There are 2 calls to dm table, a call to dm status and 2 calls to dm info for 360001ff00c68030f8d0108000000fa00 and ddn9900_001_a_sata, but only a single call to dm table for hpwnetapp02_000. That first call is to grab the device type.  If the device isn't a multipath device, it's ignored, so it appears that 
hpwnetapp02_000 must exist but not be a multipath device. That makes sense with what appear later.

Aug 22 11:00:37 | hpwnetapp02_000: set ACT_CREATE (map does not exist)

Means that there is no multipath device with this name or wwid.

Aug 22 11:00:37 | libdevmapper: ioctl/libdm-iface.c(1724): dm info hpwnetapp02_000  NF   [16384] (*1)
Aug 22 11:00:37 | hpwnetapp02_000: map already present

Happens when multipath tries to actually create the device, and finds that the device name is already in use.

I'm not sure how this is happening, or what hpwnetapp02_000 actually is. If you could show me the output of

# dmsetup table

I could answer that better.

Comment 3 Jason Czech 2014-09-09 19:08:14 UTC
There have been some advancements, but no root cause identified.  By updating 19 pacakges and adding rd_NO_MULTIPATH to the kernel boot options I am able to get the system to boot properly.  These are the updated packages from the otherwise base RHEL6.4 install:

bfa-firmware-3.2.21.1-2.el6.noarch.rpm
device-mapper-multipath-0.4.9-72.el6_5.3.x86_64.rpm
device-mapper-multipath-libs-0.4.9-72.el6_5.3.x86_64.rpm
dracut-004-336.el6_5.2.noarch.rpm
dracut-fips-004-336.el6_5.2.noarch.rpm
dracut-kernel-004-336.el6_5.2.noarch.rpm
dracut-network-004-336.el6_5.2.noarch.rpm
initscripts-9.03.40-2.el6_5.3.x86_64.rpm
kernel-2.6.32-431.23.3.el6.x86_64.rpm
kernel-devel-2.6.32-431.23.3.el6.x86_64.rpm
kernel-doc-2.6.32-431.23.3.el6.noarch.rpm
kernel-firmware-2.6.32-431.23.3.el6.noarch.rpm
kernel-headers-2.6.32-431.23.3.el6.x86_64.rpm
kpartx-0.4.9-72.el6_5.3.x86_64.rpm
libgudev1-147-2.51.el6.x86_64.rpm
libgudev1-devel-147-2.51.el6.x86_64.rpm
libudev-147-2.51.el6.x86_64.rpm
libudev-devel-147-2.51.el6.x86_64.rpm
udev-147-2.51.el6.x86_64.rpm

I have an older system without these updates that is currently booted and has one inacessible multipath device.  It does not show up in dmsetup output.  I'll attach output of multipath -v6 and dmsetup table from that system.

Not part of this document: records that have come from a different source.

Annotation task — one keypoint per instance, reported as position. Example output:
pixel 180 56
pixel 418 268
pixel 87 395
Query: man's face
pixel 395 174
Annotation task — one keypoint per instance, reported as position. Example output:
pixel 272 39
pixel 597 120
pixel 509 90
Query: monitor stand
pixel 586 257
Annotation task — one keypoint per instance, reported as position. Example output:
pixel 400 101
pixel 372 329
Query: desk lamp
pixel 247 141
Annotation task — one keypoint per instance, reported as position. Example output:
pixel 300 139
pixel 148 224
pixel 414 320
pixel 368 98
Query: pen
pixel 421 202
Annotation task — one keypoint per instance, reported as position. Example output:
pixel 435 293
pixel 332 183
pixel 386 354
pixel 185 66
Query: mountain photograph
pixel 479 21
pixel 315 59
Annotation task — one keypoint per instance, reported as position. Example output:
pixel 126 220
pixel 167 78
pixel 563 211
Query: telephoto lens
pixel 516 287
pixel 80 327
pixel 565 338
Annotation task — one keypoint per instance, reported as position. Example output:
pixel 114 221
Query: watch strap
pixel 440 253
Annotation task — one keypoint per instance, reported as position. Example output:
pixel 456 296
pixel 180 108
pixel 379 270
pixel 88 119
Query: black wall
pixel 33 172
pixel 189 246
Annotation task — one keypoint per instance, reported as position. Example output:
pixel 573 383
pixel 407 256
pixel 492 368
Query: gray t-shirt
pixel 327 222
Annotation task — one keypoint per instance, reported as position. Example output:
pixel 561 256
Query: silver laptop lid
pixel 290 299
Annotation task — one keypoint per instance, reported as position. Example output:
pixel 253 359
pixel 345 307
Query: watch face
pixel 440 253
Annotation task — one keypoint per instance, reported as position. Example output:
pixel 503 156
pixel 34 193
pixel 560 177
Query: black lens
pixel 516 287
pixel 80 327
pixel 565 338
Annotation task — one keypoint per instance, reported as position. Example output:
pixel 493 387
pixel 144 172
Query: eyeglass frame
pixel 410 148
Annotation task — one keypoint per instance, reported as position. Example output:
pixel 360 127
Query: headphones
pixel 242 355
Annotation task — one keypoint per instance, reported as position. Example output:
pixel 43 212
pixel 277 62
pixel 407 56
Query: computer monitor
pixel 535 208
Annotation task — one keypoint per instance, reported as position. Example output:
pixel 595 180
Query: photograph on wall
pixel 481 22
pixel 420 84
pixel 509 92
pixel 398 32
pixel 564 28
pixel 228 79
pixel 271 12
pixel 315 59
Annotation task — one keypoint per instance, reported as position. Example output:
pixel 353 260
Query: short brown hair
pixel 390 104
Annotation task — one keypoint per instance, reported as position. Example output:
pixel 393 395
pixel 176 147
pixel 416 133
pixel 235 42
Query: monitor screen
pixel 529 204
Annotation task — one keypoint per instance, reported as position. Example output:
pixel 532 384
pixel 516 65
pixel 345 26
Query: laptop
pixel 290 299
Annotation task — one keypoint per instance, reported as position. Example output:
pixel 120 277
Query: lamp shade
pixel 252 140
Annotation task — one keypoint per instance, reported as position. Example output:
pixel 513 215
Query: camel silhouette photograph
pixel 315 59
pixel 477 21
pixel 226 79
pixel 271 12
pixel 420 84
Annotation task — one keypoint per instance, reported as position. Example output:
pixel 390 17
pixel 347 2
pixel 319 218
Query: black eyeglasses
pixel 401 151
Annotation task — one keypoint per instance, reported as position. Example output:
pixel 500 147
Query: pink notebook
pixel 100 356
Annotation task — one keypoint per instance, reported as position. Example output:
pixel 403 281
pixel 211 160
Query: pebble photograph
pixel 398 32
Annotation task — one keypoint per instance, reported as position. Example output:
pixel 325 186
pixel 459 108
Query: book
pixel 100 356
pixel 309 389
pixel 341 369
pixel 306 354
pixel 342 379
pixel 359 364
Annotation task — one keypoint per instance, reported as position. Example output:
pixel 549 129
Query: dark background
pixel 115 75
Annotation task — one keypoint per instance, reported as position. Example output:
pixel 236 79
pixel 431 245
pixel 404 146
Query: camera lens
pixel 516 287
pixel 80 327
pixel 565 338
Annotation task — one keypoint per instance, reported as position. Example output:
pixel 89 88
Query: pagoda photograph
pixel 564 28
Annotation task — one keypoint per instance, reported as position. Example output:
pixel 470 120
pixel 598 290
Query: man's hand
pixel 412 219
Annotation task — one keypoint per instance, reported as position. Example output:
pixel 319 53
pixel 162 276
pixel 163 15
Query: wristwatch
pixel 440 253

Comment 4 Jason Czech 2014-09-09 19:09:39 UTC
Created attachment 935899 [details]
Kraken "multipath -v6" and "dmsetup table" output

Comment 5 Ben Marzinski 2015-10-16 23:38:14 UTC
I know this one sort of fell through the cracks, but are you still seeing this? Looking at your last attachment, it doesn't appear that in this case hpwnetapp02_006 already exists.  Still, messages like

 device-mapper: create ioctl on hpwnetapp02_006 failed: Device or resource bus

almost always happen because one of the path devices IS currently in use.

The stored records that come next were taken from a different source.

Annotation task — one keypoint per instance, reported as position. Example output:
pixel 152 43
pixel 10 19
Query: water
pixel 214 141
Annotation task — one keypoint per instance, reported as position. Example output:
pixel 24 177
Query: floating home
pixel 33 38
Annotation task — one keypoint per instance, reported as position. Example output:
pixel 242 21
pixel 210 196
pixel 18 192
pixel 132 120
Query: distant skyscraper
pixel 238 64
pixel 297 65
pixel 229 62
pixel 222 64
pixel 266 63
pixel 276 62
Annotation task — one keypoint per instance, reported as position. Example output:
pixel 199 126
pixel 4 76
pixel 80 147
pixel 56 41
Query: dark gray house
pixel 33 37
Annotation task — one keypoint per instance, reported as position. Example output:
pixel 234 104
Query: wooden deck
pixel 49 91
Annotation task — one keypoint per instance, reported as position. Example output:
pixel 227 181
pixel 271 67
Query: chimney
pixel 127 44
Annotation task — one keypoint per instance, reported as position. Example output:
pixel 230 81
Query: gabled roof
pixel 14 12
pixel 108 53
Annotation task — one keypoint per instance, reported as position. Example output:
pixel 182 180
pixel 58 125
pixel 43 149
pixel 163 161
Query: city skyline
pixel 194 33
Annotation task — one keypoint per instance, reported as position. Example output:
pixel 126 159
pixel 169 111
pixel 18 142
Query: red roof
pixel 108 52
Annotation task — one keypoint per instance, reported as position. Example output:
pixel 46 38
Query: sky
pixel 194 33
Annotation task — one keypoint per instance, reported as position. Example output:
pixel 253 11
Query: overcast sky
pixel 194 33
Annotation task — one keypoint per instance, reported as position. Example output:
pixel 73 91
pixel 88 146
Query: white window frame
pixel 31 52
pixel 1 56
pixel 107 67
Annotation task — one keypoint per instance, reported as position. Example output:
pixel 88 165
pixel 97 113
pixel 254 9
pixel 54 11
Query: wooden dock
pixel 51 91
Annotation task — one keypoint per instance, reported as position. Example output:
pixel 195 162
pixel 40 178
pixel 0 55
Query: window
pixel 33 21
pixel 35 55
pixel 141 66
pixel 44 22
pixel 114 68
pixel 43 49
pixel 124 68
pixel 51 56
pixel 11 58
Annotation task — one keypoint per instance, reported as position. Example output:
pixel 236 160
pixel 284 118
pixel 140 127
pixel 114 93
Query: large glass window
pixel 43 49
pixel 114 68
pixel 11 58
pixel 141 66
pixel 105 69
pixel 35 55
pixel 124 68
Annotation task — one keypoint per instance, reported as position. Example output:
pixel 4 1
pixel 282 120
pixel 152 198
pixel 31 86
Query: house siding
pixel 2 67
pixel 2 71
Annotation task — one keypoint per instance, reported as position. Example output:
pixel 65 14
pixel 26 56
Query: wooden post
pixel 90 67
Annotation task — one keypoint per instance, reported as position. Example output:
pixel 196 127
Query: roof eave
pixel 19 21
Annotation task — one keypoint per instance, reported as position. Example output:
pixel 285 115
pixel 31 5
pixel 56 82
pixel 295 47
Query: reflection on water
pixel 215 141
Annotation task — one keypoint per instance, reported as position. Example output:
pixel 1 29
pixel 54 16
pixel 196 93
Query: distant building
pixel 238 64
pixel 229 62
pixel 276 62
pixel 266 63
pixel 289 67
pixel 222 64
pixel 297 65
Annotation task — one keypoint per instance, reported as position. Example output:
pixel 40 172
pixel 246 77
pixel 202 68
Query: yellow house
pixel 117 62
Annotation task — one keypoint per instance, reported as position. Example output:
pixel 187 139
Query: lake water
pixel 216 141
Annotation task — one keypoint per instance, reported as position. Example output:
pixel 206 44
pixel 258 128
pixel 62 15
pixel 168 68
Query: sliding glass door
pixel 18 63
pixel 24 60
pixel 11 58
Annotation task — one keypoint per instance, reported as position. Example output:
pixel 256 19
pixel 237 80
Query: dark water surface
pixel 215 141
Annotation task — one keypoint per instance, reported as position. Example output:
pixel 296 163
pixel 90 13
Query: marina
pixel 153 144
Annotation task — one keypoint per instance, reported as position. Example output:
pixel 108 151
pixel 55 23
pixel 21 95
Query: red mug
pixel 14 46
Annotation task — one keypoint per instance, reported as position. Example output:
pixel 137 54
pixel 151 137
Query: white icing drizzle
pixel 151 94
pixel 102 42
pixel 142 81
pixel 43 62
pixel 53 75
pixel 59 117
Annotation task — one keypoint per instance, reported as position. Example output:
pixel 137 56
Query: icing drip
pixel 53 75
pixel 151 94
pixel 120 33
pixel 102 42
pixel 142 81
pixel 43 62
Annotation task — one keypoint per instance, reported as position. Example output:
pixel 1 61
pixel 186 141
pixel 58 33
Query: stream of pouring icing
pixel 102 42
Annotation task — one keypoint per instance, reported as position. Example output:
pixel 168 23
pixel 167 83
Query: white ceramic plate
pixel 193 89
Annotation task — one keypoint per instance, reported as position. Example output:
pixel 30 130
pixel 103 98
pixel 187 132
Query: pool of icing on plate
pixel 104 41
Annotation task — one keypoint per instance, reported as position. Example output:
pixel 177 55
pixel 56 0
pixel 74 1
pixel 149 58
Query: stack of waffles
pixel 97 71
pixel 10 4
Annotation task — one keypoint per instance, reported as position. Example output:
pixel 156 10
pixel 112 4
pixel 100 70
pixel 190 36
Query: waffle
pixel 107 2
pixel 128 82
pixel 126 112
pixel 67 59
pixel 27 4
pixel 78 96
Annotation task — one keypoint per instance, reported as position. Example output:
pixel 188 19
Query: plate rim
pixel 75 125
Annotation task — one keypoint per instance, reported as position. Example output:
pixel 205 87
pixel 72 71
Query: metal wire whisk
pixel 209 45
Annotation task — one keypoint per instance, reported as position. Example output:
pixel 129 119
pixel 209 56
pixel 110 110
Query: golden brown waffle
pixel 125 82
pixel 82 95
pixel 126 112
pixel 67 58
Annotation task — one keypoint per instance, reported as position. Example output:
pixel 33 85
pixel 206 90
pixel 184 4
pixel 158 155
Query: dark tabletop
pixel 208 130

Comment 7 Jason Czech 2015-10-20 20:56:05 UTC
I have not been able to test a more recent version of RHEL6 on these systems.  The problem as I described continued to exist until the workaround I stated in comment #3 fixed this issue.

Comment 9 Ben Marzinski 2015-10-21 21:46:50 UTC
Do you still have a system without the updates from comment #3? If so, could you run

# dmestup info

as well as

# multipath -v6

if it's changed since what you posted in comment #4.

Comment 10 Jason Czech 2015-11-04 20:01:09 UTC
Unfortunately I don't have any systems without the updates to test with at this point since we've applied the patches/workaround to all our impacted systems.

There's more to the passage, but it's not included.